I didn't test this pseudo-code:
for every k from 0 to infinity
for every n from 1 to 9
if compute(n,0,k):
return k
boolean compute(n,j,k):
if (j == k):
return (n == target)
else:
for each operator in {+,-,*,/}:
for every i from 1 to 9:
if compute((n operator i),j+1,k):
return true
return false
It doesn't take into account arithmetic operators precedence and braces, that would require some rework.
Really cool question :)
Notice that you can start from the end! From your example (9*3)+2 = 29 is equivalent to saying (29-2)/3=9. That way we can avoid the double loop in cyborg's answer. This suggests the following algorithm for set Y and result r:
nextleaves = {r}
nops = 0
while(true):
nops = nops+1
leaves = nextleaves
nextleaves = {}
for leaf in leaves:
for y in Y:
if (leaf+y) or (leaf-y) or (leaf*y) or (leaf/y) is in X:
return(nops)
else:
add (leaf+y) and (leaf-y) and (leaf*y) and (leaf/y) to nextleaves
This is the basic idea, performance can be certainly be improved, for instance by avoiding "backtracks", such as r+a-a or r*a*b/a.

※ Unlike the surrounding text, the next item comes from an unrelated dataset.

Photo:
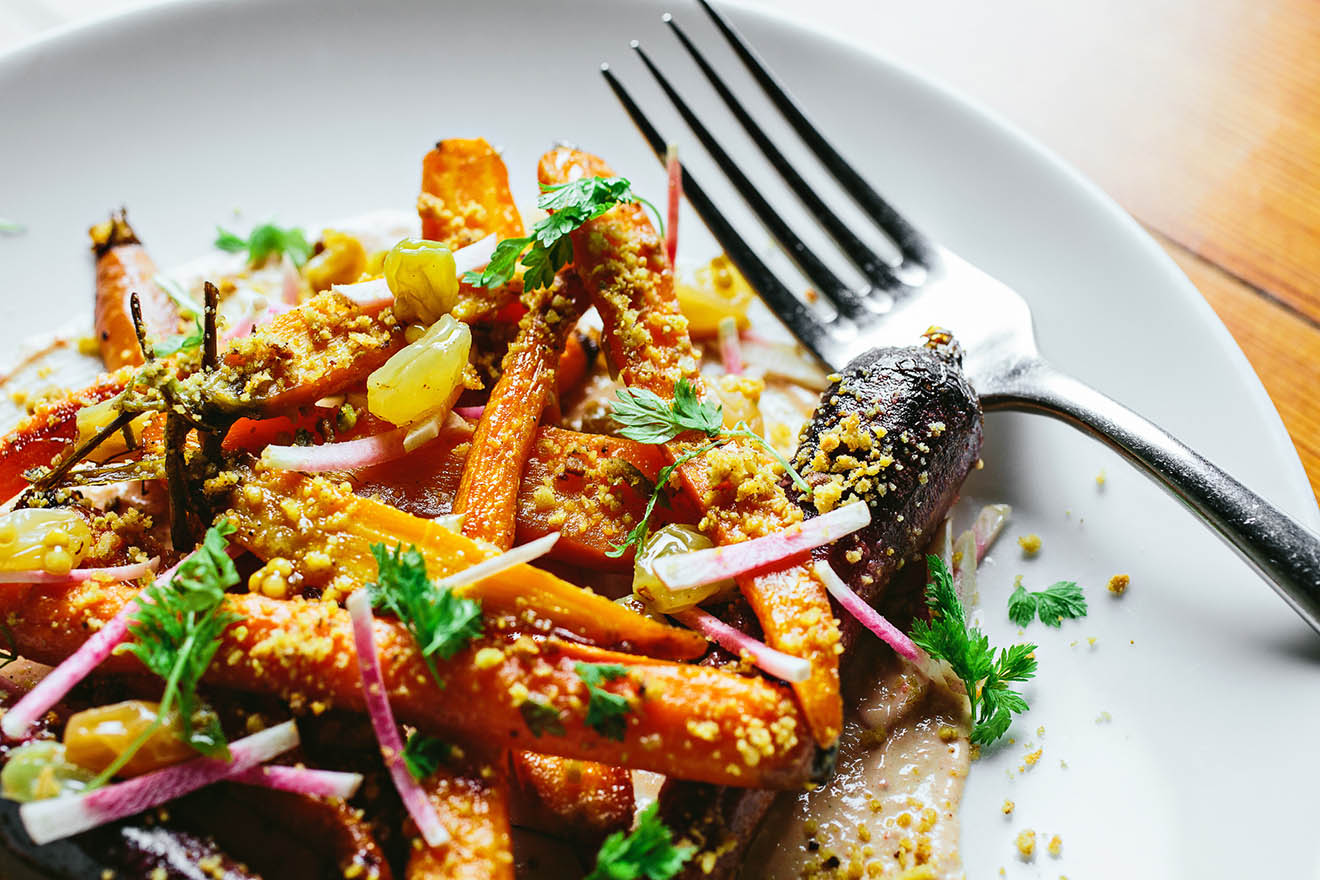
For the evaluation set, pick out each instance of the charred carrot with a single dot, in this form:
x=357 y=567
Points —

I guess my idea is similar to the one of Peer Sommerlund:
For big numbers, you advance fast, by multiplication with big ciphers.
Is Y=29 prime? If not, divide it by the maximum divider of (2 to 9).
Else you could subtract a number, to reach a dividable number. 27 is fine, since it is dividable by 9, so
(29-2)/9=3 =>
3*9+2 = 29
So maybe - I didn't think about this to the end: Search the next divisible by 9 number below Y. If you don't reach a number which is a digit, repeat.
The formula is the steps reversed.
(I'll try it for some numbers. :) )
I tried with 2551, which is
echo $((((3*9+4)*9+4)*9+4))
But I didn't test every intermediate result whether it is prime.
But
echo $((8*8*8*5-9))
is 2 operations less. Maybe I can investigate this later.